Discover St Mary’s Church
4. New Chancel Ceiling
The renewal of the chancel ceiling in 2018, a hundred years after the end of the First World War, was an opportunity to commemorate Witney’s role in wartime among the 75 stars of gold leaf in the traditional blue ceilure which represents the vault of heaven.
A wartime incident involving St Mary’s took place on 2 September 1942 when an RAF Miles Master plane towing a glider in preparation for D-Day crashed into the spire, killing the plane’s crew of two and bringing the top of the spire crashing into the chancel. The glider pilot survived, landing his craft in a nearby garden. The small dots in the south side of the ceiling represent the wing and tail lights of that plane.

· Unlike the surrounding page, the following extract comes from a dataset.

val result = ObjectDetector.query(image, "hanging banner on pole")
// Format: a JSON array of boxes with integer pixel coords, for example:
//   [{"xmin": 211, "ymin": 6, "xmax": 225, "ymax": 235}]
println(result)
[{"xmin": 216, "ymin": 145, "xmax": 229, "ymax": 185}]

The lights of a Hurricane and a Spitfire plane can also be picked out. These recall the many damaged planes, particularly Hurricanes and Spitfires, which were brought to Witney for repair after the De Havilland Civilian Repair Unit relocated from Hertfordshire to Witney for safety at the outset of the Second World War. De Havilland were to occupy Witney airfield near Downs Road until 1949, employing many local men and women.
At the centre of the map is the constellation of Pegasus, remembering the local men of the Oxfordshire and Buckinghamshire Light Infantry who landed by glider a few miles inland from the Normandy Beaches at Pegasus Bridge on the eve of D-Day, 6th June 1944.